Monday, November 22, 2004

mail bag

Wow, a lot of people I know are reading this blog. I'll move back to posting about Nepal tomorrow, but today it's mailbag! To that effect, I should reiterate that I am at competition weight, not compton weight. The two look a lot alike, and there were some misreadings. While in Nepal, I've been eating well, biking quite a bit, and lost some weight. However, I am not approaching the trimness of Shop TA Patty Compton. Competition weight.

With the reception the Catwoman review has received, I'm considering what I really thought of Troy. Two weeks ago, Ewan, Nini, Anisha, and I went to Kathmandu's one theater that is unique, in that it shows Western movies in addition to the ubiquitous Hindi movies. We were hoping for a little piece of home. Unfortunately, that little piece was Troy. At least it wasn't a Bollywood movie.

The one Bollywood movie I've seen marked the previous "worst movie ever" before Catwoman. About an hour and a half into it, the screen went black and I thought "that wasn't much of an ending, but at least it's over". It turned out to be intermission. I didn't know movies had intermissions. Between ripping of Meet the Parents, the repetitive song and dance with out-of-context backgrounds where girls danced with scarves, terrible writing full of illogical leaps in plot development, and acting like my junior high's christmas pagent, that truly was another waste of unexposed film.

I was always told Marlon Brando is significant in the history of film because he changed the way actors act. Instead of doing the same thing as in stage acting, he behaved on screen like people really behave. The story goes that this was called method acting. Bollywood apparently hasn't rented A Streetcar Named Desire, nor any other movie made in Hollywood since 1951. Those irritating Bollywood actors were exagerating like the audience was between twenty and sixty feet away, when in fact we were right there, the camera three feet from their faces, as we suffered through their performances. And they kept striking poses as the camera swooped around them. It was terrible.

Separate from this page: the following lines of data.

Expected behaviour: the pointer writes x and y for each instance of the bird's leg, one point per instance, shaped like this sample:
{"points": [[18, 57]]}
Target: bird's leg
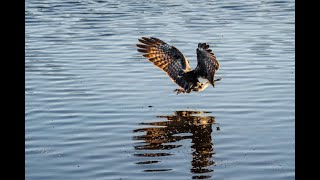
{"points": [[216, 80], [181, 90]]}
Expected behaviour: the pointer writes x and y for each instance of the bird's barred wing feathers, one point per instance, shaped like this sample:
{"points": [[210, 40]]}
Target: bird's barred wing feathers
{"points": [[166, 57]]}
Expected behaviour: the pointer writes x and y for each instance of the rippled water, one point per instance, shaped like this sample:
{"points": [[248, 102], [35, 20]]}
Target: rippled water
{"points": [[96, 109]]}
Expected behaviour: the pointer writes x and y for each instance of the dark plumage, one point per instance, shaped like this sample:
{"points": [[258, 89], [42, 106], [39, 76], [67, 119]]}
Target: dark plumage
{"points": [[172, 61]]}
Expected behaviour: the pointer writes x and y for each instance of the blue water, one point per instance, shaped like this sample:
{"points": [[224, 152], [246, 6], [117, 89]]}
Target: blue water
{"points": [[97, 109]]}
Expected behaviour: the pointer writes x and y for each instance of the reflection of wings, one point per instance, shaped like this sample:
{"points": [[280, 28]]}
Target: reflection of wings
{"points": [[207, 62], [166, 57], [162, 138]]}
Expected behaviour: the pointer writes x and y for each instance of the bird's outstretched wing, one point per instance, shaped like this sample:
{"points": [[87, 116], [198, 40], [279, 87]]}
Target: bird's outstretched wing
{"points": [[207, 63], [166, 57]]}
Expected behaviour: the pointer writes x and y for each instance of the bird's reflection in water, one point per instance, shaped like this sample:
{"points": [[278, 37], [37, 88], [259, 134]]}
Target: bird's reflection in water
{"points": [[158, 140]]}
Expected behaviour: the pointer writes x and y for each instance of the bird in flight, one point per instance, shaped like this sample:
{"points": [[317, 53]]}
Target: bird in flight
{"points": [[169, 59]]}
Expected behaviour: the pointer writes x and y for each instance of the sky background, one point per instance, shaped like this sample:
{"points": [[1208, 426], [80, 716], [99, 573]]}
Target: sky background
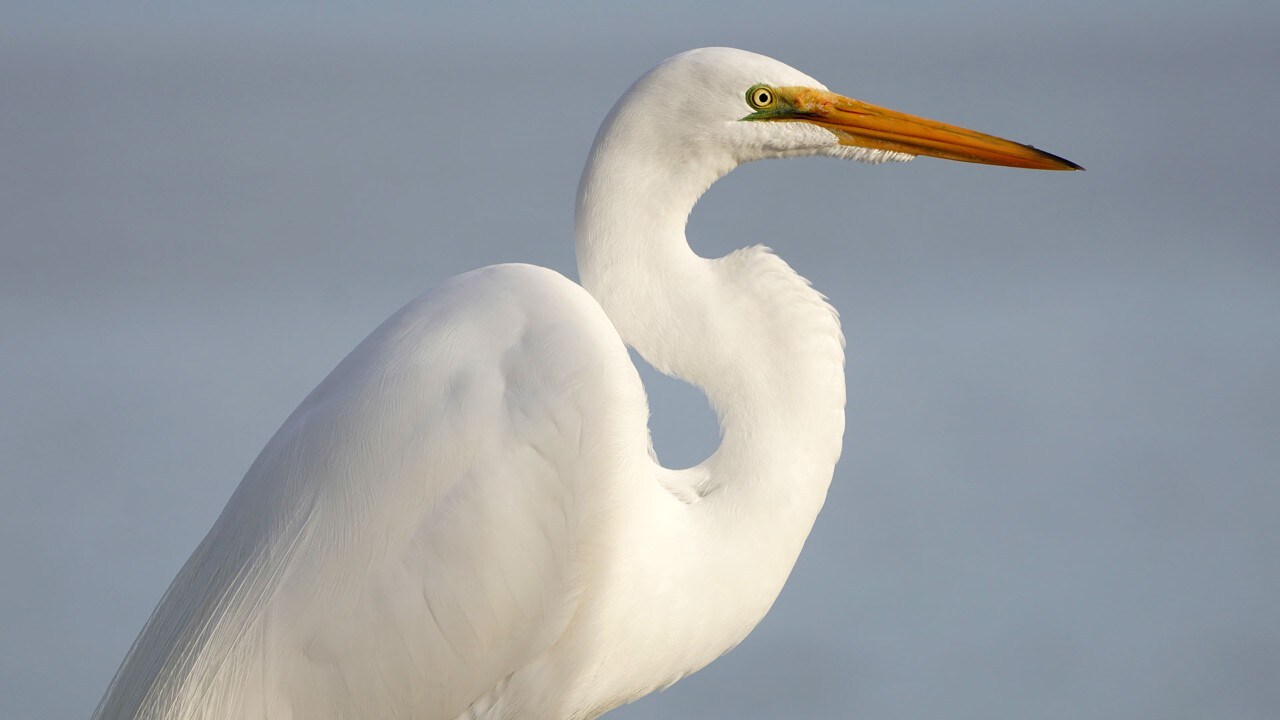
{"points": [[1061, 477]]}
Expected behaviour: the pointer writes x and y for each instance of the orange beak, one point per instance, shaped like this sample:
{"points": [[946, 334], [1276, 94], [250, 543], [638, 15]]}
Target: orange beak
{"points": [[869, 126]]}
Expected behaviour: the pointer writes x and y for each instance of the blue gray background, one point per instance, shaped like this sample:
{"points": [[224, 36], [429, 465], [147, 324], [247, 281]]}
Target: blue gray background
{"points": [[1061, 473]]}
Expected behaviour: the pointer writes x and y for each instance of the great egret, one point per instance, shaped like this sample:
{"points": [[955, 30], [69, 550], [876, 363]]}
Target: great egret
{"points": [[465, 518]]}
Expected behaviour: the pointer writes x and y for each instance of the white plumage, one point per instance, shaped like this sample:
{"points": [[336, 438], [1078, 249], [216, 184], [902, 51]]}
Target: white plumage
{"points": [[465, 518]]}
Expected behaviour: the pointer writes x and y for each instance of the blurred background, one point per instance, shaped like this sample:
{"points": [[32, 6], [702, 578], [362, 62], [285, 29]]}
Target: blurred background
{"points": [[1061, 472]]}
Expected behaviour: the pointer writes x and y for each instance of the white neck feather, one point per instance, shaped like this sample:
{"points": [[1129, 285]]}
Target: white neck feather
{"points": [[748, 331]]}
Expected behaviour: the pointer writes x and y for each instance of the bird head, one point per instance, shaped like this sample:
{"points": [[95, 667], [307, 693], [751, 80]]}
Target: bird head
{"points": [[752, 108]]}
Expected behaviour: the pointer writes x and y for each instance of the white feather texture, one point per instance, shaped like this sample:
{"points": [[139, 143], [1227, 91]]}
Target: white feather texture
{"points": [[465, 520]]}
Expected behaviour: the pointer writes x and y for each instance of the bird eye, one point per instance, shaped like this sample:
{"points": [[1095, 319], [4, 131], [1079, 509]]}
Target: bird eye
{"points": [[759, 96]]}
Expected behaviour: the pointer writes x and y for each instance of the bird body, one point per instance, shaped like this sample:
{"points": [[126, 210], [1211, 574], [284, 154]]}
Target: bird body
{"points": [[466, 518]]}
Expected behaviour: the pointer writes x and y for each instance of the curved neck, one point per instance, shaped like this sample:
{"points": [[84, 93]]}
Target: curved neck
{"points": [[748, 331]]}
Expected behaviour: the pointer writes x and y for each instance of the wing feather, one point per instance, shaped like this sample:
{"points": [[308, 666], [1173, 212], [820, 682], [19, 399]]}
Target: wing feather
{"points": [[407, 538]]}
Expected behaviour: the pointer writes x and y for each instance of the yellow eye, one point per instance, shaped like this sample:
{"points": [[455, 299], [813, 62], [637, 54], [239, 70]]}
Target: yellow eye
{"points": [[759, 96]]}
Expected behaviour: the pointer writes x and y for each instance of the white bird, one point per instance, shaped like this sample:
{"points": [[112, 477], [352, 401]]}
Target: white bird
{"points": [[465, 519]]}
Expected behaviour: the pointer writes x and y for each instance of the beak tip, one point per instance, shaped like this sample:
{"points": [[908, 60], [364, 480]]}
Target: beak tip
{"points": [[1057, 160]]}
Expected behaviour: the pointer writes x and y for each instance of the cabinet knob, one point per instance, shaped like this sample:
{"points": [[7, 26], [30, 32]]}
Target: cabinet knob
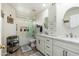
{"points": [[2, 46]]}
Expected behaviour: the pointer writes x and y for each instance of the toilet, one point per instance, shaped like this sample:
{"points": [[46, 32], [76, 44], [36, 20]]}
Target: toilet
{"points": [[32, 43]]}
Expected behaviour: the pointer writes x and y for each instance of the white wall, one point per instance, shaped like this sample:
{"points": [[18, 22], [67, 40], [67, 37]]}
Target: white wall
{"points": [[7, 9], [61, 9]]}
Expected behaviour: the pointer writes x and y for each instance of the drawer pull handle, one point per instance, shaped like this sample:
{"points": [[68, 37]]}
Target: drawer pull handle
{"points": [[47, 47], [47, 54], [63, 52], [47, 40]]}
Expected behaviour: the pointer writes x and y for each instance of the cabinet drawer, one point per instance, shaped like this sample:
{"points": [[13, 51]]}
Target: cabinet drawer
{"points": [[49, 48], [68, 46], [48, 52]]}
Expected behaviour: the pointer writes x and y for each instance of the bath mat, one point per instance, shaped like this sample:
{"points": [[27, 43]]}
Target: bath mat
{"points": [[37, 54], [26, 48]]}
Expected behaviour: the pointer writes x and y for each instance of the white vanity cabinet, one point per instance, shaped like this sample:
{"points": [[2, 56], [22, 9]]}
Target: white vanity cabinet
{"points": [[44, 45], [52, 46], [61, 48]]}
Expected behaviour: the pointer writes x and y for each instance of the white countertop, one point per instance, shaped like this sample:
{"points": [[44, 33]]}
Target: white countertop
{"points": [[71, 40]]}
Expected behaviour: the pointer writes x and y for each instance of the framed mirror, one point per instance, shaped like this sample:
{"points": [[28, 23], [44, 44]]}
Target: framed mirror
{"points": [[71, 18]]}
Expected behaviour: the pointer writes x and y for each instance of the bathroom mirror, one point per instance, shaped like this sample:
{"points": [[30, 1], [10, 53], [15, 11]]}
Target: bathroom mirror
{"points": [[71, 18]]}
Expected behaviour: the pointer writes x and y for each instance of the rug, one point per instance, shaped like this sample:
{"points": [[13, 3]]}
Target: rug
{"points": [[26, 48]]}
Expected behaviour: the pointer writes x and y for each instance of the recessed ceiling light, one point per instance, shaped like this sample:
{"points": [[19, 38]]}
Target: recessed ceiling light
{"points": [[44, 5]]}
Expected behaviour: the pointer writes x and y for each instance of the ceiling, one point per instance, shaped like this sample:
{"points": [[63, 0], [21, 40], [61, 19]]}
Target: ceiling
{"points": [[28, 9]]}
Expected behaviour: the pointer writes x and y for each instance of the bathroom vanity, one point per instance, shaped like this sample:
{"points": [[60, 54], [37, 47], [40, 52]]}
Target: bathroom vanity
{"points": [[56, 46]]}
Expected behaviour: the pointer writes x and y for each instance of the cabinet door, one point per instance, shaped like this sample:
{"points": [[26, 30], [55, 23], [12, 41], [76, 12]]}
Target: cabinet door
{"points": [[69, 53], [42, 46], [38, 44], [57, 51]]}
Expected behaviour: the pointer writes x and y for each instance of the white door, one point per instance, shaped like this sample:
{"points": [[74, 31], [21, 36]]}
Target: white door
{"points": [[42, 45], [0, 29]]}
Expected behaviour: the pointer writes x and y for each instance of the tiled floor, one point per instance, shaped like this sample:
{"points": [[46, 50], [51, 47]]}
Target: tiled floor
{"points": [[29, 53]]}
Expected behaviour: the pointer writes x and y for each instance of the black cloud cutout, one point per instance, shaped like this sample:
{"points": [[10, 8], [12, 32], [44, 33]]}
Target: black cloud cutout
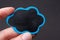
{"points": [[26, 20]]}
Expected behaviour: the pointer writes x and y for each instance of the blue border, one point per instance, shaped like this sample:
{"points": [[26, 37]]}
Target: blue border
{"points": [[38, 13]]}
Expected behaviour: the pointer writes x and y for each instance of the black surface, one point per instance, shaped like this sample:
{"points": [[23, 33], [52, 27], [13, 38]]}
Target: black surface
{"points": [[50, 8], [26, 20]]}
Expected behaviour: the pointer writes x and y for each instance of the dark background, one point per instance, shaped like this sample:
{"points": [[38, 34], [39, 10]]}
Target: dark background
{"points": [[50, 8]]}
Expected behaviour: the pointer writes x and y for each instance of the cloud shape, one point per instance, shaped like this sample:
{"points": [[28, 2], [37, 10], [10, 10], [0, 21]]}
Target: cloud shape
{"points": [[26, 19]]}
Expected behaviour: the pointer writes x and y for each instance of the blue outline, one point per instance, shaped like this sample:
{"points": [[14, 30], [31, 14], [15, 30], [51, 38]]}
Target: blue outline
{"points": [[38, 13]]}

We rented Himalaya (also known by the name Caravan) a week ago. It was awesome. It's talked about a lot here in Nepal, as it's a story about salt traders who live in the remote, high-altitude deserts of Nepal - places called Dolpo and Upper Mustang. They go into Tibet by yak caravan to harvest salt, then go down near India to trade the salt for grain. They live in between the two places. The actors are local people from Dolpo, and the lead actor turns out to really be who his character is. It was nominated for best foreign film when it came out in 2000. It turns out our bosses know the people who made the movie. Awe inspiring.